Um taxista de 73 anos teve o celular furtado pelo colega de um amigo seu, após dar carona para ambos, para irem do Jardim São Camilo ao Centro de Jundiaí, no final da noite desta quinta-feira (24). O 'colega' foi preso pela Polícia Militar, após uma pessoa ter flagrado o furto e parado a viatura na rua para avisar do crime. No Plantão Policial, o delegado Rodrigo Carvalhaes determinou sua prisão em flagrante e representou pela prisão preventiva.

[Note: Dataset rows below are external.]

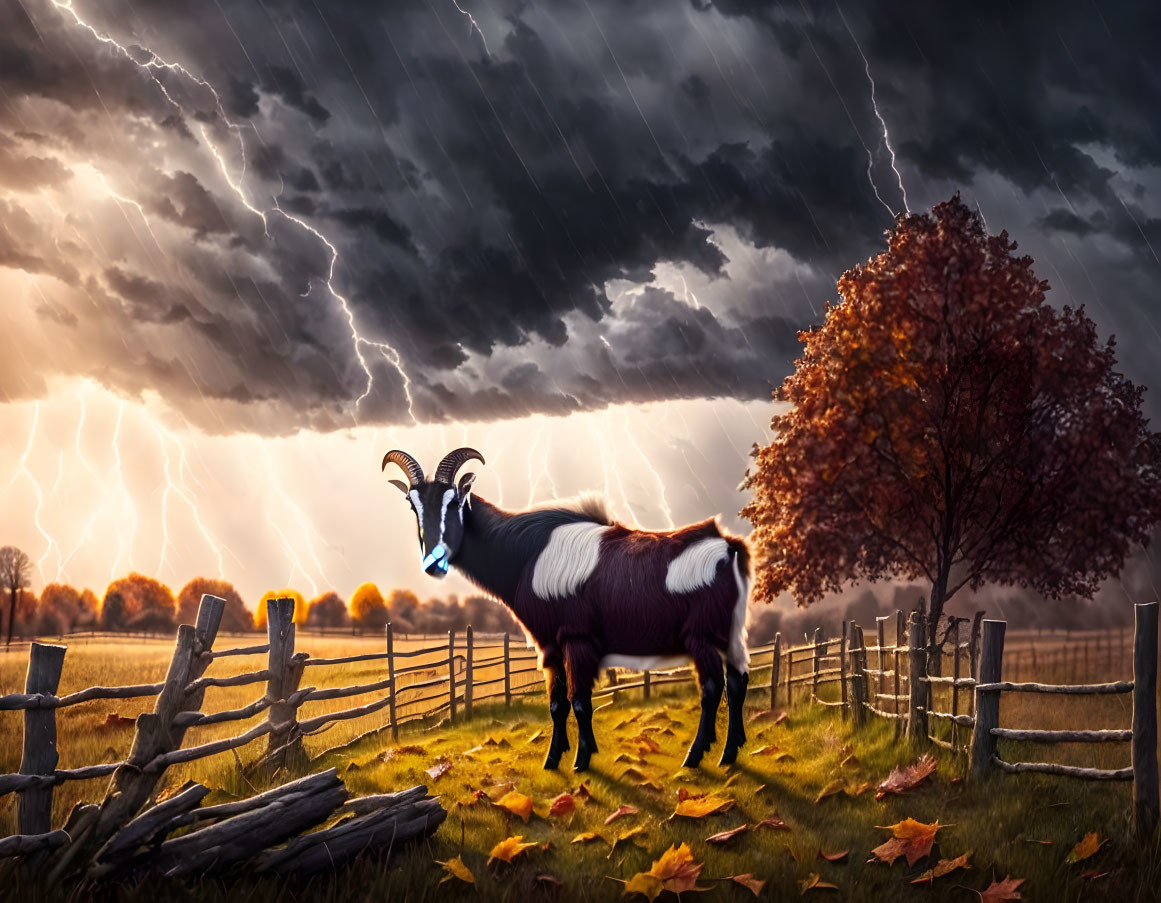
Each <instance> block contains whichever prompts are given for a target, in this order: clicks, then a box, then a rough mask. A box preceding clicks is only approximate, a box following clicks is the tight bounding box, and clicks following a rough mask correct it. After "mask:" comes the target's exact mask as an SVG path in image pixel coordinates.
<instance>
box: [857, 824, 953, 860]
mask: <svg viewBox="0 0 1161 903" xmlns="http://www.w3.org/2000/svg"><path fill="white" fill-rule="evenodd" d="M877 826H878V828H881V829H884V830H888V831H890V832H892V838H890V840H888V841H887V843H885V844H880V845H879V846H877V847H875V848H874V850H872V851H871V854H872V855H873V857H875V859H878V860H880V861H881V862H886V864H887V865H888V866H890V865H894V862H895V860H896V859H899V858H900V857H901V855H906V857H907V865H909V866H914V865H915V864H916V862H918V861H920V860H921V859H923V857H925V855H926V854H928V853H930V852H931V844H932V841H933V840H935V837H936V832H937V831H938V830H939V829H940V828H946V826H947V825H942V824H939V822H938V821H936V822H935V823H933V824H924V823H923V822H916V821H915V819H914V818H904V819H903V821H902V822H899V823H897V824H893V825H877Z"/></svg>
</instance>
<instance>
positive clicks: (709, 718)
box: [683, 646, 722, 768]
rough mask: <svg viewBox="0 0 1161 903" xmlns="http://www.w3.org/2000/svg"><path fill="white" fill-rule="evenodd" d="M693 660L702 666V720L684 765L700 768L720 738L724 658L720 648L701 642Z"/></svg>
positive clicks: (690, 747) (700, 681) (699, 665)
mask: <svg viewBox="0 0 1161 903" xmlns="http://www.w3.org/2000/svg"><path fill="white" fill-rule="evenodd" d="M690 655H691V657H692V658H693V664H694V666H697V669H698V680H699V681H700V682H701V721H700V722H698V732H697V735H695V736H694V738H693V743H691V744H690V751H688V752H687V753H686V754H685V761H684V763H683V765H684V766H685V767H686V768H697V767H698V765H700V764H701V757H702V756H705V754H706V752H707V751H708V750H709V747H711V746H712V745H713V744H714V741H716V739H717V729H716V721H717V707H719V706H720V705H721V701H722V660H721V657H720V656H719V655H717V651H716V650H714V649H713V648H711V646H705V648H701V646H697V648H694V649H691V650H690Z"/></svg>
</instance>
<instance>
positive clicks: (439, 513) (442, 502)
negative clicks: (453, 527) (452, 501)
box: [439, 489, 455, 542]
mask: <svg viewBox="0 0 1161 903" xmlns="http://www.w3.org/2000/svg"><path fill="white" fill-rule="evenodd" d="M454 498H455V490H454V489H449V490H447V491H446V492H445V493H444V500H442V501H441V503H440V512H439V541H440V542H444V530H445V529H446V527H447V506H448V505H450V504H452V499H454Z"/></svg>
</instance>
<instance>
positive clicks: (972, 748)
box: [972, 621, 1008, 776]
mask: <svg viewBox="0 0 1161 903" xmlns="http://www.w3.org/2000/svg"><path fill="white" fill-rule="evenodd" d="M1007 629H1008V624H1007V622H1004V621H985V622H983V631H982V635H981V650H980V670H979V676H978V679H979V680H980V682H979V684H976V685H975V727H974V728H973V730H972V774H974V775H976V776H981V775H985V774H987V773H988V772H990V771H991V770H993V768H995V763H996V761H998V759H997V758H996V737H995V735H994V734H993V732H991V731H993V730H994V729H996V728H998V727H1000V692H998V691H997V689H988V688H987V685H989V684H990V685H993V686H998V682H1000V680H1001V678H1002V677H1003V665H1004V631H1005V630H1007Z"/></svg>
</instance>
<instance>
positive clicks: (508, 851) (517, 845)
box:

A vítima, chateada com o que aconteceu, contou que resolveu dar carona ao amigo, por conhecê-lo há muito tempo, mas não esperava que o colega dele fosse furta-lo. "Sou taxista há mais de vinte anos e moro no bairro do São Camilo, onde encontrei dois rapazes na rua; um deles eu conheço, o outro eu nunca vi antes. O amigo me pediu carona para ele e para o seu colega, sendo que meu amigo desceu na Prudente de Moraes. O colega dele, por sua vez, continuou no carro e, logo depois, na rua São Bento, ele saiu repentinamente do meu táxi, pegou o celular que estava no painel e disse: 'tchau, tchau, tchau, fui!'. Eu então gritei: 'devolve meu celular!'".

Inconformado, o taxista foi atrás. "Fui atrás dele com o carro, pois queria prendê-lo de qualquer jeito", disse ele.

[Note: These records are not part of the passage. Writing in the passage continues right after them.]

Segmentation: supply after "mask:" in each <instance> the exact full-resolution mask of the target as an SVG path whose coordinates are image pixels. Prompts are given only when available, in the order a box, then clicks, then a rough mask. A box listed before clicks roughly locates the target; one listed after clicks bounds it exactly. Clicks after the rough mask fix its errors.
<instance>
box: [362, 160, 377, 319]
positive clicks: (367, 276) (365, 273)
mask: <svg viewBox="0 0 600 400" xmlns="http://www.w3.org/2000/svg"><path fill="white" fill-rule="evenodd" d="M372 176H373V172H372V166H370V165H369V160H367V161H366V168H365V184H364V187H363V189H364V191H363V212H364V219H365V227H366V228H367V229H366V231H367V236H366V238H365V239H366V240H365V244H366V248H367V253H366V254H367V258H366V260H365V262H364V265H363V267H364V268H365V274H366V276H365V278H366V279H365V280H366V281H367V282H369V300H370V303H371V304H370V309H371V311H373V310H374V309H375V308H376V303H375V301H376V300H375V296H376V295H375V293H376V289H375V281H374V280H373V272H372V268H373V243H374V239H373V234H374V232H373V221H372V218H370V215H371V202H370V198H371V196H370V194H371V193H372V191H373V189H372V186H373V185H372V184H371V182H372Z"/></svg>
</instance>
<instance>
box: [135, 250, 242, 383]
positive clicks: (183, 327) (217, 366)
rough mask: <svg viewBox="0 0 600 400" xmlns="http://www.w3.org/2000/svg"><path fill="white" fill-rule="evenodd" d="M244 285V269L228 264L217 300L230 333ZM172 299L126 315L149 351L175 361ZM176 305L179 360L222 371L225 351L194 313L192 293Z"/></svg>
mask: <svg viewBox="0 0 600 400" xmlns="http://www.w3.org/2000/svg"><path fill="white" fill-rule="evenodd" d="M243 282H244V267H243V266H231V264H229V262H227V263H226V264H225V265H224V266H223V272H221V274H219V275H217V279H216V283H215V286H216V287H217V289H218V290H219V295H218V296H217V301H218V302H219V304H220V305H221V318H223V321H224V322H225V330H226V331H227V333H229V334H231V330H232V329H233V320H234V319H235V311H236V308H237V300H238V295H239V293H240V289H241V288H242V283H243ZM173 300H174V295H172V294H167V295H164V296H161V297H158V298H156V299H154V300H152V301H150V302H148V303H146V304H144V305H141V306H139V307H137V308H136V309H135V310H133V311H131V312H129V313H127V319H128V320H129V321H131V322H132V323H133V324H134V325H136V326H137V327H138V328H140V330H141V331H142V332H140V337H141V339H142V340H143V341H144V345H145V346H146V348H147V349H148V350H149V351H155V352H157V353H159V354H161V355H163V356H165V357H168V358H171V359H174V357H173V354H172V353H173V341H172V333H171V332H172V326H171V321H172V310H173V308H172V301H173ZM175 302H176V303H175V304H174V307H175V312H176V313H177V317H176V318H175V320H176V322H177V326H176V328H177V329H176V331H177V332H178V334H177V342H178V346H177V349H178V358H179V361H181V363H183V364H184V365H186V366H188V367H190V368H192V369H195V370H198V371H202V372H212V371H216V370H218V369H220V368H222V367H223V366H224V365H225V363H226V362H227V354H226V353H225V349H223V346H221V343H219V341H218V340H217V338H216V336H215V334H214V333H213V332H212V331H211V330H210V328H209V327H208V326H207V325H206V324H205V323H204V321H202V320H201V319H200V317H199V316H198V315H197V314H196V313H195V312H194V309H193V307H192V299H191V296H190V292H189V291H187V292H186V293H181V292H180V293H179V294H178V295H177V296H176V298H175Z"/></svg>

Após perdê-lo e vista por alguns instantes, o idoso o encontrou descendo a rua São Bento e, no momento e que se aproximava do 'colega', apareceu uma viatura da Polícia Militar, cujos policiais já estavam sabendo do crime. "Eu, juntamente com meu parceiro de farda, estava realizando patrulhamento noturno, quando um carro passou próximo a mim. O condutor, então, abaixou o vidro e comunicou que um homem havia acabado de furtar um taxista no cruzamento da rua São Bento com a rua do Rosário. Ele descreveu o suspeito e disse que ele havia fugido pela rua São Bento em direção à União dos Ferroviários", informou um dos PMs.

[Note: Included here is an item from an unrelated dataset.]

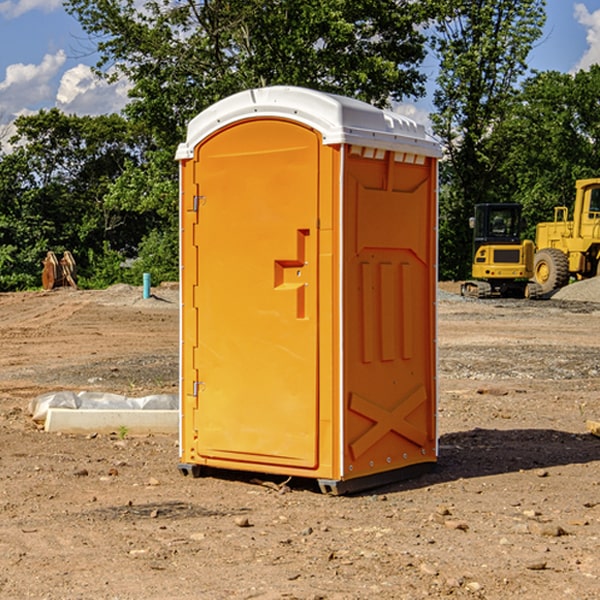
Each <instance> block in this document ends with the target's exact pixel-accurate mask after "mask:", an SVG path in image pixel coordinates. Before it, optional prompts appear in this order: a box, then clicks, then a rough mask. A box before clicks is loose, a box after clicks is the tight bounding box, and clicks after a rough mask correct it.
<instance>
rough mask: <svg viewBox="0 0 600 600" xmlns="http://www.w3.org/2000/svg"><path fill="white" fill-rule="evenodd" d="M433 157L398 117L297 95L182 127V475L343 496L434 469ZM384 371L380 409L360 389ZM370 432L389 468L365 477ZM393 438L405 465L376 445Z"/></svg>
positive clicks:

Ao perceber que seria preso o 'colega' jogou o celular no chão, sendo abordado e preso logo em seguida. Conduzido ao Plantão Policial - junto com a vítima -, o suspeito foi ouvido pelo delegado Carvalhaes, dizendo que havia furtado o celular "no calor do momento".

PREVENTIVA

O delegado então determinou sua prisão em flagrante e representou por sua prisão preventiva, sobretudo com base em seu histórico criminal, com inúmeras passagens. "A segregação cautelar é imprescindível à garantia de ordem pública. O crime, em si, é revestido de especial gravidade, pois embora não praticado mediante violência ou grave ameaça, consistiu na subtração de um objeto (aparelho celular) indispensável ao trabalho da vítima, que é taxista, além de danificá-lo desnecessariamente. Não bastasse, o indicado ostenta extensa ficha criminal, demonstrando que não possui controle dos seus atos e faz do crime seu meio de subsistência. Portanto, deve ser imediatamente segregado do convívio social".